Сейчас Пек обнаружил, что уставился на молчание Элефанти — молчание столь осязаемое, что Джо его практически не только видел, но и слышал, ведь он уже сталкивался с ним несколько раз, когда они были подростками, и его собственные внутренние звоночки затрезвонили громко, как корабельный гудок. Пек понял, что зашел слишком далеко. Ярость на его лице свернулась в ошалелую тревогу, пока пустые глаза Элефанти обшаривали его лицо, салон машины и руки Джо — которые, заметили они оба, оставались на руле, — где им и место, с горечью понял Джо, — и где им лучше бы оставаться и дальше.
— Больше не приходи ко мне с этим, Джо. Ищи кого-нибудь другого.

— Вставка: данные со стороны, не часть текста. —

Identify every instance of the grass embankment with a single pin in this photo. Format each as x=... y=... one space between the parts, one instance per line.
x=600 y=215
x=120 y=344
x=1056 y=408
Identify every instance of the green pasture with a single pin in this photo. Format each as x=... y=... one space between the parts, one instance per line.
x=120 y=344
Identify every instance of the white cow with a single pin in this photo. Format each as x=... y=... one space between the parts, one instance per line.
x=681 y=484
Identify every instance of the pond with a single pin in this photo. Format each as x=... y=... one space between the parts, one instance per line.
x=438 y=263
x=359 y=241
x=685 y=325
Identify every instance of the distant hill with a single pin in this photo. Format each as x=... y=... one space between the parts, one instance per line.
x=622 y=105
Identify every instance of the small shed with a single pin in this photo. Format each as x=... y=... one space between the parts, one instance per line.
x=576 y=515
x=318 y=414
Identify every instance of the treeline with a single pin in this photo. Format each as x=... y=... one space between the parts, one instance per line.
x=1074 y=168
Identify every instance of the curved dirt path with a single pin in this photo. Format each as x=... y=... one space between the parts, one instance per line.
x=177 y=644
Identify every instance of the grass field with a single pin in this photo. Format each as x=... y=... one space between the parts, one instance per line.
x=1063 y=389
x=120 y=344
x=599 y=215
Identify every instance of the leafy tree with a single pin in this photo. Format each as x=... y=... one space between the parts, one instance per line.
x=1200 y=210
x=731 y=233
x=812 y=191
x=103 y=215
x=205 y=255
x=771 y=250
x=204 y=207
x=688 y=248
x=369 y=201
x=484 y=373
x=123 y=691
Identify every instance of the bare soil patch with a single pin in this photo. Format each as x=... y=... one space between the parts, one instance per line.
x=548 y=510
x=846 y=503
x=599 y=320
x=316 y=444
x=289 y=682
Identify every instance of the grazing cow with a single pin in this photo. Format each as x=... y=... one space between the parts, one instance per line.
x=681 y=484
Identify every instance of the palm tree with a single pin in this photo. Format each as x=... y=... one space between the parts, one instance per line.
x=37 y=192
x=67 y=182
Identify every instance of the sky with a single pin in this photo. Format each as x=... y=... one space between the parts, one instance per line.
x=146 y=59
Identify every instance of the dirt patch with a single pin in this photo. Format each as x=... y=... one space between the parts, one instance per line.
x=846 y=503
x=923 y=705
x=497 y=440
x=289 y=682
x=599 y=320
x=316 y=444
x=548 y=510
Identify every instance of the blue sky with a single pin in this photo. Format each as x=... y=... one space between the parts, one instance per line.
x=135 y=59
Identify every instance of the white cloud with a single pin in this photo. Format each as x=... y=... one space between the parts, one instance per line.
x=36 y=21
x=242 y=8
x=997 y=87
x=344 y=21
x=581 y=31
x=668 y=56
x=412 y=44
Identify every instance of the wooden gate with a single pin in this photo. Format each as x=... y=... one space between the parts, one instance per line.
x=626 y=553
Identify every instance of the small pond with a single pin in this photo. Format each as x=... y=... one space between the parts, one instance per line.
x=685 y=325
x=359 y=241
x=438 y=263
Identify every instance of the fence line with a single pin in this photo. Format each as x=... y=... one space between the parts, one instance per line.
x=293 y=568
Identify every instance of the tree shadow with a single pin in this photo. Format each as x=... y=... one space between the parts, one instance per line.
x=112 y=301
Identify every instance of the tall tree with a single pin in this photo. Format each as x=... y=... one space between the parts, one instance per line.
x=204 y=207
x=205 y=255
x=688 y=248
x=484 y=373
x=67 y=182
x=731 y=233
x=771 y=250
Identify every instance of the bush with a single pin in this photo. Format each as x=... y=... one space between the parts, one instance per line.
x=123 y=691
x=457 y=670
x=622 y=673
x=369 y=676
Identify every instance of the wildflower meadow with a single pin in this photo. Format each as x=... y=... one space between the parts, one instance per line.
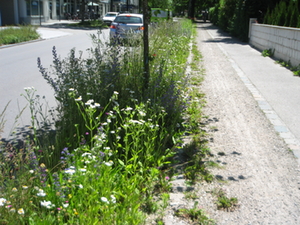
x=106 y=157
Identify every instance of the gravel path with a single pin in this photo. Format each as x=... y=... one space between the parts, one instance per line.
x=257 y=166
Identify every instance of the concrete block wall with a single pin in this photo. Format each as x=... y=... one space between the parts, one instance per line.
x=284 y=40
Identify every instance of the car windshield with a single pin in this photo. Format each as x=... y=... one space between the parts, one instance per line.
x=128 y=19
x=110 y=15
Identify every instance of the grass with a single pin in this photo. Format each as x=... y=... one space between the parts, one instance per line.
x=195 y=214
x=268 y=52
x=107 y=161
x=288 y=65
x=12 y=35
x=223 y=202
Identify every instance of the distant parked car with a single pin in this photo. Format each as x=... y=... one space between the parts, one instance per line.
x=126 y=26
x=109 y=17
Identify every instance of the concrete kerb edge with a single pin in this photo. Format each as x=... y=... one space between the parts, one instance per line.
x=279 y=126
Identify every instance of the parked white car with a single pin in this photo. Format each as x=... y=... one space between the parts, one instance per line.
x=109 y=17
x=125 y=26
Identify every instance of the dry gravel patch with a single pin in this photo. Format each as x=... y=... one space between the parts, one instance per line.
x=256 y=165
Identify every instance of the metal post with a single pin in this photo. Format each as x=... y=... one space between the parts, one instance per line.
x=40 y=9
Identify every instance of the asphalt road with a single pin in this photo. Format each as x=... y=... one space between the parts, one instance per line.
x=18 y=69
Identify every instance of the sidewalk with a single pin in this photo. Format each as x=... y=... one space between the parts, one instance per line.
x=47 y=32
x=276 y=89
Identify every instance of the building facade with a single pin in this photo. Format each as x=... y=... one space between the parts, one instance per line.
x=37 y=11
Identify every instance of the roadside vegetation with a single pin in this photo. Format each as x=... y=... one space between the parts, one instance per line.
x=104 y=154
x=12 y=35
x=89 y=23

Элефанти отодвинулся от ГТО и стоял, уперев руки в бока, пока Джо переключал передачу и с ревом уносился прочь. Тогда он заложил руки в карманы и остался посреди улицы один, давая время улечься молчаливому ревущему гневу внутри, и через несколько долгих минут снова стал собой — одиноким мужчиной средних лет, который в августе своей жизни ищет новый апрель, стареющим холостяком в мешковатом костюме на облезлой заезженной бруклинской улице в тени гигантского жилпроекта, возведенного евреем-реформатором Робертом Мозесом, забывшим, что он реформатор, понастроившим такие душегубки повсюду, уничтожая районы, выдавливая из них рабочих — итальянцев, ирландцев и евреев, выпотрошив все хорошее, заменив неграми, латиносами и прочими отчаянными душами, что лезут на чердак нью-йоркской жизни, надеясь, будто спальня и кухня под ними освободятся, чтобы можно было спрыгнуть и с минимумом усилий вступить в тот клуб, куда, на их взгляд, входил этот самый человек — обрюзгший холостяк в плохо сидящем костюме, провожающий взглядом блестящую ревущую машину, машину с молодым красавцем за рулем, смазливым и несущимся так, будто мчит в светлое будущее, тогда как неряшливый тяжеловес следил за ним с завистью и верил, что такого молодого и смазливого парня обязательно ждут новые места, женщины, дела, а стареющий тяжеловес, оставшийся дышать выхлопами на жалкой, мрачной, тесной, старой бруклинской улочке с витринами и обветшавшими особняками, не получит ничего, только выхлоп крутой спортивной тачки в лицо. Нью-йоркское ничтожество без мечты, без друзей, без будущего.